販売現場に今なお残る「分配売り」の実態
以上を踏まえると、「米国成長株D」も結局は毎月分配というファンドの仕組みと、200~300円という高水準の分配が投資家を惹きつけていたのだと実感する。少々うがった見方をすれば、販売の現場で今もなお、商品性よりも分配金の高さを強調する「分配売り」が続いているのだろう。
商品性に共感し、米国成長株の将来性に期待する投資家が多いなら、年2回決算のBコースにもっと資金シフトが起きても良いはずだし、そもそもDコースにここまで資金流入が偏っていなかっただろう。何より、「アライアンス・バーンスタイン・米国成長株投信」シリーズの足元の調整は商品性に照らし合わせると十分健全な範囲である。長期的な視点で見た場合、今のようなタイミングで年2回決算のBコースの追加購入を検討するのも悪くない。
「分配売り」は、販売会社、運用会社、そして投資家の全員を疲弊させる。特に数百円単位の分配を行う「高分配ファンド」ほど引き下げ時のショックは大きく、類似ファンドへの資金シフトが起こりやすい。約20年にわたり投信業界が繰り返してきたことだ。先述した「世界モノポリー」や「世界のベスト」が今後も残高を積み上げ、定着できるかどうかは、販売会社と運用会社の双方が、商品性にフォーカスした提案をできているかどうかにかかっている。分配金の水準だけで投資家をつなぎ止めるのが難しいということは、過去の経験から十分、分かっていることだ。
投資信託を活用した資産運用では、資産形成のためのファンド選びよりも、作った資産を効率的に使う=取り崩しのプランニングを考えるほうが難しい。十年単位の時間をかけられるなら、身の丈以上のリスクを取ってしまったとしても途中で軌道修正ができる。何より、今は資産形成に適した低コストのインデックスファンドシリーズや、ロボアドバイザーのサービスも豊富に用意されている。

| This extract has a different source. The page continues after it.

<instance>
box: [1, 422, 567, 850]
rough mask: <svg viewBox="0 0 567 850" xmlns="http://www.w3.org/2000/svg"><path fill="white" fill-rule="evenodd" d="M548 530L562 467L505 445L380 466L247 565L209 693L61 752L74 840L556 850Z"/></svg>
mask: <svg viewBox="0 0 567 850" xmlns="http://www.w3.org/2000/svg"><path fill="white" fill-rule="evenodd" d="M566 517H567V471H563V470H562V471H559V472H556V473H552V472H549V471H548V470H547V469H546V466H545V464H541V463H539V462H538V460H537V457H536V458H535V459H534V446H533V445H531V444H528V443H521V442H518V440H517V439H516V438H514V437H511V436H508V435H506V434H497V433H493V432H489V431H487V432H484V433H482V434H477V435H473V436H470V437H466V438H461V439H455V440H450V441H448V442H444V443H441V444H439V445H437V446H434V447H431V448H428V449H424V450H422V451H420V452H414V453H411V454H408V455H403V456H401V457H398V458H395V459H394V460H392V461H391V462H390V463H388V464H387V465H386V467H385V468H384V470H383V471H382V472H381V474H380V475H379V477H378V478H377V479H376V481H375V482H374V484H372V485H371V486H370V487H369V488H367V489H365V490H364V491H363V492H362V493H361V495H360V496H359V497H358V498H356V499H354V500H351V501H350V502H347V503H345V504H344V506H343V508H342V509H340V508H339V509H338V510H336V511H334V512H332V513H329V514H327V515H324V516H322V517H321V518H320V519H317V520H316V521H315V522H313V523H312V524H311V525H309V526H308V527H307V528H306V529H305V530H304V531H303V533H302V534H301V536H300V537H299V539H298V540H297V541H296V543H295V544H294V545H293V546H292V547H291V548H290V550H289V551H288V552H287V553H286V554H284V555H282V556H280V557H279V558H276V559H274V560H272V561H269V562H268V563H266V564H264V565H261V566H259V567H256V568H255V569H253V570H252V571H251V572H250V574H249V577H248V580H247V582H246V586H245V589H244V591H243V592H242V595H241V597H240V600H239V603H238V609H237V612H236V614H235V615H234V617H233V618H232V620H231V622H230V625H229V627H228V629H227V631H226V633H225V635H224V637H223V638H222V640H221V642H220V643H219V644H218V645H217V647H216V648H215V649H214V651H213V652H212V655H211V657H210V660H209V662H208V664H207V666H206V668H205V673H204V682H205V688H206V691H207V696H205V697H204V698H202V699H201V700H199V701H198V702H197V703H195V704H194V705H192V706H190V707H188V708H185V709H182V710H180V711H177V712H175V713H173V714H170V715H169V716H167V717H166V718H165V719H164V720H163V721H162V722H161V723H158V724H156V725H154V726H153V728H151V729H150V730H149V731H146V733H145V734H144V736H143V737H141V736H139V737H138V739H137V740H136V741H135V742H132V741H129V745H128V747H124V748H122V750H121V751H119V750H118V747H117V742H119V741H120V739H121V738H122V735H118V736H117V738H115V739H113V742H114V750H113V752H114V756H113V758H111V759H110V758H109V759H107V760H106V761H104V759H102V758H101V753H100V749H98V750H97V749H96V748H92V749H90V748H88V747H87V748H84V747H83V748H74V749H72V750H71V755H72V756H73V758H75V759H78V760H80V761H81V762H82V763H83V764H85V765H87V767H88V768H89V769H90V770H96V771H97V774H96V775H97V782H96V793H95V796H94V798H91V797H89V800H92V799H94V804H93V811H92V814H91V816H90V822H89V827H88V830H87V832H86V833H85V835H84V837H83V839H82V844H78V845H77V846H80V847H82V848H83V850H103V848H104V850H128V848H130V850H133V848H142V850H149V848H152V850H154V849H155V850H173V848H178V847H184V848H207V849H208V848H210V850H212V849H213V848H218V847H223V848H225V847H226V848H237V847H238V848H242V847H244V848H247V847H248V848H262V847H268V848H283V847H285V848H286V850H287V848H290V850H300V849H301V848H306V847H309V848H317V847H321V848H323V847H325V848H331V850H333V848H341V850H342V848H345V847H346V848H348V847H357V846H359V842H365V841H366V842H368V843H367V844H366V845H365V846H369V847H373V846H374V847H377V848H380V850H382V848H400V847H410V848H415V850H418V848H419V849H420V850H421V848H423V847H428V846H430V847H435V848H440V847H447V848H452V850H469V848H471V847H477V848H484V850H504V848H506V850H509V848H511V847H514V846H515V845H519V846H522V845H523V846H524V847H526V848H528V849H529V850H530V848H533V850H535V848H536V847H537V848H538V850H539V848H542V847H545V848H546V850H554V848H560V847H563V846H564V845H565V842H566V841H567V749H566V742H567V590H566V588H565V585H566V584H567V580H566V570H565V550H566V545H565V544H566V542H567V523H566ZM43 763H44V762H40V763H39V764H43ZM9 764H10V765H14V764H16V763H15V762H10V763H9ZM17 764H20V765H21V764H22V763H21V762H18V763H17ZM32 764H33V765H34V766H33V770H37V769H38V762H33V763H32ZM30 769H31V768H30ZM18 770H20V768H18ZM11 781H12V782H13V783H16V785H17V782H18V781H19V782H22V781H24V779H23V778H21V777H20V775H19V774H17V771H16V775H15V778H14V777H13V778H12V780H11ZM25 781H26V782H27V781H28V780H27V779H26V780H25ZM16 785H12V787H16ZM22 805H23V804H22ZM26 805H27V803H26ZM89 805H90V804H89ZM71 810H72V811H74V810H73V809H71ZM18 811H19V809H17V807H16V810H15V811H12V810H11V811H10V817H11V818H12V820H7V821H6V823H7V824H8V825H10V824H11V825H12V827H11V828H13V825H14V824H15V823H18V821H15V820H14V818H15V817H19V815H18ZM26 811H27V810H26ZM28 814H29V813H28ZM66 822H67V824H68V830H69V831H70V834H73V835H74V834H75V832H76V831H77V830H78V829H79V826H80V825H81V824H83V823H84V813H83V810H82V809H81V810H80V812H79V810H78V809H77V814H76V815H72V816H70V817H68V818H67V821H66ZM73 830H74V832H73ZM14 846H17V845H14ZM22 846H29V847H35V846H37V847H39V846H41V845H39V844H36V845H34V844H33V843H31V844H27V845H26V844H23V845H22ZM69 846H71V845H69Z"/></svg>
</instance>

しかし、貯めたもの、増やしてきたものを思い切って「使う」というのは実に勇気のいることで、この部分も含めた包括的なアドバイスを必要とする人はネット証券の顧客にも多い。毎月分配型に一定のニーズが存在することは確かだが、今こそ商品に依存しない、資産活用の提案力を磨くタイミングではないか。予想分配金提示型ファンドを巡る昨今の動きは、投信業界に対して、古くて新しい課題を突き付けている気がする。